Some things take so long
Sat Feb 21, 2009 23:00 EST (UTC -5)Let's not shy away from the fact that it's Saturday night and I am, as many would say, "juss chillen." I've been getting lost in George Harrison's "Isn't It a Pity" for at least the last three hours. It's mesmerizing.
I'm feeling a little restless. I want to create something monumental. Maybe not worthy of a museum, but monumental for me and the people I know. I want it to be beautiful and moving. I want it to be the truth. But it would have to be oblique.
There are things I desperately want to say to someone, but I can't. Commitments conflict. During the week, I'm digging myself out from under an avalanche of assignments. I'm not as in control of things as you may think. I have to take these classes. I know they suck. I know that more than you do. And during the weekend, everyone is out in public, somewhere, or in private.

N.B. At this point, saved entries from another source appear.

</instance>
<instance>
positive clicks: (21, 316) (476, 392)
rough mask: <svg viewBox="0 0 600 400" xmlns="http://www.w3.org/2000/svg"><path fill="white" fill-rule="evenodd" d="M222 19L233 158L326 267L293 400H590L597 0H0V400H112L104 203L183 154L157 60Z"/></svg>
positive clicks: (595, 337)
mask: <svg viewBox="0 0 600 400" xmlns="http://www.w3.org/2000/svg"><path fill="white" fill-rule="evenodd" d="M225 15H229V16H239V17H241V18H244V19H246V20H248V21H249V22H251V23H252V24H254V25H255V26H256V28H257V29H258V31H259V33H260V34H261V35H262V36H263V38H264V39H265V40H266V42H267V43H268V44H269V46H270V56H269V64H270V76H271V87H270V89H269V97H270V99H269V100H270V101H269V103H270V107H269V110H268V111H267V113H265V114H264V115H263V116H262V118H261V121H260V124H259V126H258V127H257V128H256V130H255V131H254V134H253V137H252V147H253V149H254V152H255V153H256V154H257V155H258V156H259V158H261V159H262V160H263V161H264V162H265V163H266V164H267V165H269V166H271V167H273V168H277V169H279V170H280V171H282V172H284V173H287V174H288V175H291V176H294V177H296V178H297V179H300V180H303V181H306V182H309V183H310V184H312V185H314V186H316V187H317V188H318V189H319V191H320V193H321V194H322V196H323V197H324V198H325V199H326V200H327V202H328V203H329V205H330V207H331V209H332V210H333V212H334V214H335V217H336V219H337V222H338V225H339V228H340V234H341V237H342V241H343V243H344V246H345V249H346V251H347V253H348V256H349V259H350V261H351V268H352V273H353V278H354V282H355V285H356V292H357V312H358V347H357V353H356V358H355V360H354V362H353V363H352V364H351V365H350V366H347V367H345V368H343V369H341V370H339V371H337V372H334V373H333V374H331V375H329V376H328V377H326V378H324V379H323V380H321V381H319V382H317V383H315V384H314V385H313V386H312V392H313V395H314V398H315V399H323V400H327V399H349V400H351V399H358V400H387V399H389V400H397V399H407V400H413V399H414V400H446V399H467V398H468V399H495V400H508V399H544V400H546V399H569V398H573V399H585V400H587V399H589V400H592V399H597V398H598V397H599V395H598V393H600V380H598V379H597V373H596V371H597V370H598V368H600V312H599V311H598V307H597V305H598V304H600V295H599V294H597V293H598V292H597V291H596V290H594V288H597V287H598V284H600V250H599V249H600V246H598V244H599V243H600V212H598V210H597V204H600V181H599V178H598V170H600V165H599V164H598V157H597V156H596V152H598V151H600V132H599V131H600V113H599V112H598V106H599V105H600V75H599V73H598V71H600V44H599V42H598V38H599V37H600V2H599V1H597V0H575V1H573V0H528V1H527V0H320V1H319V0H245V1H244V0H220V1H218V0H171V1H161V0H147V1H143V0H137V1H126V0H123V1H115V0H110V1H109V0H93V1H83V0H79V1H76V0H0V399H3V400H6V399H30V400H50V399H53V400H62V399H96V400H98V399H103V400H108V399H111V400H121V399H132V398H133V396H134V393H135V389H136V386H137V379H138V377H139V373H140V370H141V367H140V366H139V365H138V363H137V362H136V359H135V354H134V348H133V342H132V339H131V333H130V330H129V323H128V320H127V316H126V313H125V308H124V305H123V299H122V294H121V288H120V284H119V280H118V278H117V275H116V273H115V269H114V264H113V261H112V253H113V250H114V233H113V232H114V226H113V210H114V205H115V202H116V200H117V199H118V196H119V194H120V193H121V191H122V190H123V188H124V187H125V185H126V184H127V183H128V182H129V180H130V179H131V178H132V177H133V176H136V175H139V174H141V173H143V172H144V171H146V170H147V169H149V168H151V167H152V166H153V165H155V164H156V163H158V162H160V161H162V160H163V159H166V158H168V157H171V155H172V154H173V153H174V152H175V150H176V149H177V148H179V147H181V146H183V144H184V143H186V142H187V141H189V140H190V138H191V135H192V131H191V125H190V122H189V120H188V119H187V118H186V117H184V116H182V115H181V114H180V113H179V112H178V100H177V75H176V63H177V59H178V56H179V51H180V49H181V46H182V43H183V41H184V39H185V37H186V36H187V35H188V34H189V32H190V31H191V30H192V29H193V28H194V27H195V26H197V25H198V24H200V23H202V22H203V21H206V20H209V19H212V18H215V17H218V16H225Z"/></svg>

I want, but I don't want things. I want feelings and experiences. I want people. I want one person. Maybe a specific person, maybe not. Honestly, I don't know. Now that I know how to find that person, I can't. I used to fall in love all the time. I don't know what happened. Growing up, I guess. And everything that came with it. Oh yeah. I guess it is irony.
I'd feel better if I did something, but it's too cold to do anything outside. I just realized that it's cold during most of my time at school. I hate cold weather. Hate it, hate it. South Florida may be overpopulated and expensive to live in, but it is comfortable.
So I'm glad it's almost March. Then things will start warming up, I guess. Maybe I'll go to a baseball game. The stadium's right there, I think. I hear it all the time these days. I could get some people together and we could do a thing.
But tonight, I think I'll go out into the common room and see if anyone's playing cards. That would be fun for a while.
Isn't it a pity, isn't it a shame.


7 comments
#1 by kevin: Sun Feb 22, 2009 00:51 EST (UTC -5)
:( cheer up buddy! :)
#2 by kristen: Sun Feb 22, 2009 12:53 EST (UTC -5)
you make me want to cry. come over to the apartment sometime and i'll cook you dinner and we can play scattergories or something.
#3 by Laura: Sun Feb 22, 2009 18:16 EST (UTC -5)
Sounds like a mid-life crisis over there-- but you're not allowed to complain about cold when Canadians like me have to dig our cars out of the snow on a daily basis!
Hope you feel better though!
#4 by sean: Sun Feb 22, 2009 23:34 EST (UTC -5)
that really spoke to me man. really deep and powerful stuff. me and my friends have been toying around with the idea of recording a cd, and if you would allow so, i'd love to use excerpts from that to be spoken over like an interlude or something, or maybe adapted into lyrics. If we properly credited you for it and everything however you wish so, would you maybe allow that? i'd promise you royalties too, but i doubt any money will actually be involved lol.
think about it and hit me back!
#5 by Jordon Kalilich: Mon Feb 23, 2009 17:29 EST (UTC -5)
Wait, really? Interesting. We will talk.
#6 by Sarah: Fri Feb 27, 2009 10:04 EST (UTC -5)
It sounds cheesy, but you may check your craigslist for some groups in the area. I've done it before, and even made a "Game Night" group that lasted three months and got me through a blank time in my life.
Other than that, it's unfortunate that you're already busy with school, because extracurricular classes are a great way to meet people with common interests in small groups.
#7 by Jordon Kalilich: Fri Feb 27, 2009 17:41 EST (UTC -5)
I didn't even know there were groups or anything like that on Craigslist. I can't even breathe a word about Craigslist around here without getting the third degree, but groups are a different thing altogether. It's worth at least checking out for sure.